For mesh-based surrogate modeling, the key question is: how do we represent irregular mesh topology?

ApproachProsCons
MLP (node-wise)SimpleIgnores connectivity
CNN (voxelize)StandardResolution loss, memory
GNN (graph)Native mesh topologyMore complex

GraphSAGE was chosen because:

  • Handles variable-size meshes naturally
  • Aggregates neighbor information (stress depends on surrounding structure)
  • Inductive: generalizes to unseen geometries

2-2) Graph construction

Each surface mesh becomes a PyG Data object:

Data(
    x=[N, 6],           # Node features: [x, y, z, nx, ny, nz]
    edge_index=[2, E],  # Edge connectivity (from mesh faces)
    y=[N, 1],           # Target: von Mises stress (normalized)
    loss_mask=[N],      # True for nodes outside root singularity band
)

Loss mask rationale: FEM produces artificially high stress at fixed boundaries (root singularity). We exclude nodes with y < 5% span from the loss calculation.

2-3) Model architecture

GraphSAGE (3 layers)
├── SAGEConv(6 → 128) + ReLU + Dropout(0.1)
├── SAGEConv(128 → 128) + ReLU + Dropout(0.1)
├── SAGEConv(128 → 128) + ReLU + Dropout(0.1)
└── Linear(128 → 1)

Key hyperparameters:

  • Hidden dim: 128
  • Layers: 3
  • Dropout: 0.1
  • Aggregation: mean
  • Optimizer: Adam (lr=1e-3)
  • Scheduler: ReduceLROnPlateau (patience=10)

2-4) Training setup

# Requires CUDA for reasonable training time
python scripts/train_gnn.py
  • Train/Val/Test split: 160/20/20 cases
  • Epochs: 200 (early stopping patience=30)
  • Loss: MSE on normalized stress (masked)
  • Hardware: RTX A4000 (trained on Windows, inference on Mac)

2-5) Training results

Best epoch: 142
Train Loss: 0.0053
Val Loss:   0.0010
Test MAE:   0.79 MPa (masked)
Training curves
Training curves

The model converged smoothly with no signs of overfitting (val loss < train loss).


3) Stage 6 — Inference + Visualization

3-1) Unified colormap issue

Initial problem: FEM used viridis, AI used jet colormap. This made visual comparison misleading.

Before fix:

  • FEM: viridis (purple → yellow)
  • AI: jet (blue → red)
  • Different color scales
Colormap before/after comparison
Colormap before/after comparison

After fix:

  • Both use viridis
  • Same normalization: [min, 98th percentile] of FEM stress
  • Fair visual comparison
# Unified color scale: use GT (FEM) stress range
valid_gt = gt_stress[loss_mask]
vmin = float(np.min(valid_gt))
vmax = float(np.percentile(valid_gt, 98))  # 98th to avoid outlier domination

normalized = (pred_stress - vmin) / (vmax - vmin)
colors = viridis_colormap(normalized)

3-2) Deformation visualization issue

Another issue: AI wing appeared "bent" in the viewer.
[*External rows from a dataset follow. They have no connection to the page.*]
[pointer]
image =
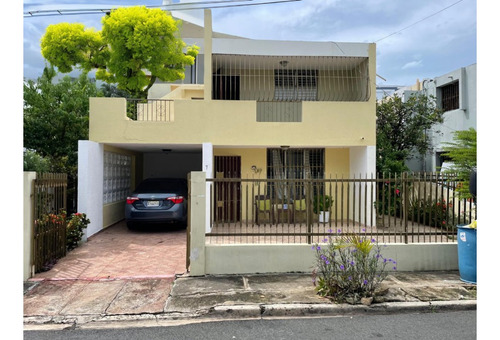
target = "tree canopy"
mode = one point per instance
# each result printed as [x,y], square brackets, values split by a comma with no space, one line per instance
[56,116]
[401,129]
[463,154]
[135,47]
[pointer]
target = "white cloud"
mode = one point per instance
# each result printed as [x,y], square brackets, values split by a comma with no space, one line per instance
[412,64]
[407,29]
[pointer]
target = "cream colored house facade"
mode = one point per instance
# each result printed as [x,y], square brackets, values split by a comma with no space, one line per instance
[244,100]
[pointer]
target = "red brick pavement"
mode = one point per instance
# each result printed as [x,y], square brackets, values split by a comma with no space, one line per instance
[117,253]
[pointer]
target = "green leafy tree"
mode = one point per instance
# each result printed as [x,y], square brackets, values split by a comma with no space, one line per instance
[463,154]
[32,161]
[136,46]
[56,116]
[401,130]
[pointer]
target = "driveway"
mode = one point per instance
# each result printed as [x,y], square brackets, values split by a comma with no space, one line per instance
[117,253]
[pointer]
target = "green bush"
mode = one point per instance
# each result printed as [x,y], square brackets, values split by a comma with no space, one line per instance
[434,213]
[349,268]
[322,203]
[74,232]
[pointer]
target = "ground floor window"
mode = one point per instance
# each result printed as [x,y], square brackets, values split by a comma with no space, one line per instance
[117,173]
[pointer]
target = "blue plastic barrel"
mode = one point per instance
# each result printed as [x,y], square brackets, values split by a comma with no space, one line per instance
[466,243]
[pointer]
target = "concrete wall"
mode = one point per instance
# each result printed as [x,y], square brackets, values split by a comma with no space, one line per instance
[90,184]
[171,165]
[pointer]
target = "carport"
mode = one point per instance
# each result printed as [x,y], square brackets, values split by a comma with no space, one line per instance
[107,172]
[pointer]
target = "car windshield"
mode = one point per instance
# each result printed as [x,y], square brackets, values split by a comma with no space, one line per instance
[161,186]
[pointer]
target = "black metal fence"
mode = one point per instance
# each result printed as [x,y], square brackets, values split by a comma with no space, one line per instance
[402,208]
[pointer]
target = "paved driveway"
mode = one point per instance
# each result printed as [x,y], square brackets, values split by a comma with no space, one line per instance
[117,253]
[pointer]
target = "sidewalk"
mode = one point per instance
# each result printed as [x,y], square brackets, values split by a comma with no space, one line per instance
[96,302]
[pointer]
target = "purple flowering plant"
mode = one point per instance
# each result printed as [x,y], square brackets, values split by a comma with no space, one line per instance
[349,267]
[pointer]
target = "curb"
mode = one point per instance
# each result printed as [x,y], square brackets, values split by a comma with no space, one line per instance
[298,310]
[249,311]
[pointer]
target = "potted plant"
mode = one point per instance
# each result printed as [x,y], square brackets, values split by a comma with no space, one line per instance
[321,206]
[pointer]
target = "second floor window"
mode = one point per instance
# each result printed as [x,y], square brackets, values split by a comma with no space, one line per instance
[450,97]
[295,85]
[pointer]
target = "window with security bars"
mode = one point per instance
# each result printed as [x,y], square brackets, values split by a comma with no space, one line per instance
[295,85]
[293,164]
[117,174]
[450,97]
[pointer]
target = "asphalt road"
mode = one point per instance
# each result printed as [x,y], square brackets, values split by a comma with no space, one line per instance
[445,325]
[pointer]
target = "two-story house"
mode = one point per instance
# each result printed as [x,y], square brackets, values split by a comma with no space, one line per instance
[455,94]
[247,108]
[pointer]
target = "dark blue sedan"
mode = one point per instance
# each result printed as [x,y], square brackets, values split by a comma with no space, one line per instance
[157,200]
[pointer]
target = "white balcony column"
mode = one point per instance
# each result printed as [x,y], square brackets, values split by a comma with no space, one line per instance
[90,184]
[363,164]
[208,54]
[208,168]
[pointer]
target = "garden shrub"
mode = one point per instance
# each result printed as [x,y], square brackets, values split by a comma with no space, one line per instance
[349,267]
[434,213]
[74,231]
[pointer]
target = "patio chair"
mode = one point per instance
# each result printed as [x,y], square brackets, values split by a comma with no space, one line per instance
[262,206]
[300,208]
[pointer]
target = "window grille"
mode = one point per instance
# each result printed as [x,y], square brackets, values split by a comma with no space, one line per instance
[117,173]
[295,85]
[293,164]
[450,97]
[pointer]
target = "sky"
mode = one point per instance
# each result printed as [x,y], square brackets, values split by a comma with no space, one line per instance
[415,39]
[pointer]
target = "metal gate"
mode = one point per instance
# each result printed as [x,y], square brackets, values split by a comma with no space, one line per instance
[49,220]
[227,194]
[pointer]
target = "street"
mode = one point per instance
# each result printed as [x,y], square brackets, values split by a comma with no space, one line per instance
[443,326]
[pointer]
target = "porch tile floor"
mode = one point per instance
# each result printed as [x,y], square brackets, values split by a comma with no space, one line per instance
[117,253]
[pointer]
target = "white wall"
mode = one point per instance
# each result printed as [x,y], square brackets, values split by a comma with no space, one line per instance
[90,184]
[171,165]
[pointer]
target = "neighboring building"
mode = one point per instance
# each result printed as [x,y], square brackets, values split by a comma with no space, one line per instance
[455,94]
[246,108]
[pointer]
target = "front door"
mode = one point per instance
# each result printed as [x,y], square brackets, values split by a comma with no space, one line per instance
[227,193]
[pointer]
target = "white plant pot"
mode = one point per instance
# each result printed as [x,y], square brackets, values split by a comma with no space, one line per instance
[324,216]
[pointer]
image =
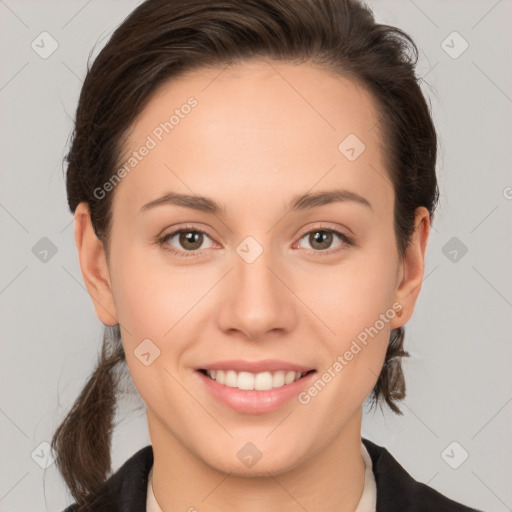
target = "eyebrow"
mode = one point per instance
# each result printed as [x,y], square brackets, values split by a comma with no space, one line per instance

Cause: I was applying displacement to AI visualization (deform_scale=10.0), but FEM visualization showed original geometry.
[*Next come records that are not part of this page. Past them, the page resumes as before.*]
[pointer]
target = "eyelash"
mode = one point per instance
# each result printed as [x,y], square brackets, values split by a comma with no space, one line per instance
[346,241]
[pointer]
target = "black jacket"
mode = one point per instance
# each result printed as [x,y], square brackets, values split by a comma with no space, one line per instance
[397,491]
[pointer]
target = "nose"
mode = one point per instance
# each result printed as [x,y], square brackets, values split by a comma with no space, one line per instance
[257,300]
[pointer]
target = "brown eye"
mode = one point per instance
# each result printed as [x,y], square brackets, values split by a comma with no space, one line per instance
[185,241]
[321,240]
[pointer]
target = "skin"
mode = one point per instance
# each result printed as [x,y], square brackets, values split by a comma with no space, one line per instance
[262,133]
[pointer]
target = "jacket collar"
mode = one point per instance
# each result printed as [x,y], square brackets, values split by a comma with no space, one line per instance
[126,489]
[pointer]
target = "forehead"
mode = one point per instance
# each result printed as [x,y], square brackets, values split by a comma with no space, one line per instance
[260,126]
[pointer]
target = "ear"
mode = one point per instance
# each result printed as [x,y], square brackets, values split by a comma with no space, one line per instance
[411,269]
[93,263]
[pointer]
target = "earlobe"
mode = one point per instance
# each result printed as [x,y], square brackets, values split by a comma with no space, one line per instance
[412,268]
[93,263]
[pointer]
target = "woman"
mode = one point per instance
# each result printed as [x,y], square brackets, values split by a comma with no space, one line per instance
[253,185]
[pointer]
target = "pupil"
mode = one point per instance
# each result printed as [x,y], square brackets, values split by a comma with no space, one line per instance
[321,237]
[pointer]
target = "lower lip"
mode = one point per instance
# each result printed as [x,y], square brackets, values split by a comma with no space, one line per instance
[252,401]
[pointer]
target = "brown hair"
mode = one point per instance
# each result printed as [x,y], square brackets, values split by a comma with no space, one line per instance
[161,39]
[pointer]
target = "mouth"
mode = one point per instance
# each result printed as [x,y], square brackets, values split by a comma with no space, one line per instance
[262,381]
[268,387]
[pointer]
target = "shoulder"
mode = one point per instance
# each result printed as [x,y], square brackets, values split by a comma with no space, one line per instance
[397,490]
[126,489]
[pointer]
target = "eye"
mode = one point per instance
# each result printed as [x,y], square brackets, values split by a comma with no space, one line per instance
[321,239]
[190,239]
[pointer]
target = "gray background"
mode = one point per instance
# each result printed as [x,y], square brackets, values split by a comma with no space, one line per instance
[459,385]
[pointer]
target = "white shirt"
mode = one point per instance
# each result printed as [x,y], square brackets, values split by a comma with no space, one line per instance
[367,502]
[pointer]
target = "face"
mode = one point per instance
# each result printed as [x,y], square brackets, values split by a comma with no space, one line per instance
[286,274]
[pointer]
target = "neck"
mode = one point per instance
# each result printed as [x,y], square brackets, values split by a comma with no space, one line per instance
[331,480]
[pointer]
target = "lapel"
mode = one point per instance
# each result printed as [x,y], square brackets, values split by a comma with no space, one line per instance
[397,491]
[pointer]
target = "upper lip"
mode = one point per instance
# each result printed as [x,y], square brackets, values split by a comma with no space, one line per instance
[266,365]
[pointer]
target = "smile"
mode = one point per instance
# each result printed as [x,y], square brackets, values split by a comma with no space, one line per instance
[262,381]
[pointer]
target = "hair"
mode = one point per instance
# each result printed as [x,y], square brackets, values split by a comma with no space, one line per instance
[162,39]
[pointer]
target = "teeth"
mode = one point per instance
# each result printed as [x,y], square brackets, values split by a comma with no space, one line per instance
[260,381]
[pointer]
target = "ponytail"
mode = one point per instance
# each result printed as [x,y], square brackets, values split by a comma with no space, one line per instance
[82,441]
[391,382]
Deformation issue - AI wing bent
Deformation issue - AI wing bent

Fix: Use original pos for both FEM and AI GLBs. Deformation is only for engineering analysis, not comparison.

3-3) Gradio dashboard

The final dashboard provides:

  1. Side-by-side 3D viewer: FEM (left) vs AI (right)
  2. Engineering report: Geometry, material, stress metrics, safety factor
  3. AI accuracy metrics: MAE, RMSE, max error (all nodes / masked)
with gr.Blocks() as demo:
    gr.Markdown("# Deep-FEM-UAV-Wing")
    gr.Markdown("**FEM vs AI Comparison Dashboard**")

    with gr.Row():
        with gr.Column():
            gr.Markdown("### FEM (Ground Truth)")
            fem_viewer = gr.Model3D()
        with gr.Column():
            gr.Markdown("### AI Prediction")
            ai_viewer = gr.Model3D()

    report = gr.Markdown()  # Engineering report
Gradio dashboard
Gradio dashboard

4) Performance Analysis

4-1) Overall metrics (200 cases)

MetricValue
MAE (masked)0.79 MPa
Relative error~3.3% of max stress
Val/Train loss ratio0.19 (no overfitting)
Inference time~0.1 sec/case (vs ~60 sec for FEM)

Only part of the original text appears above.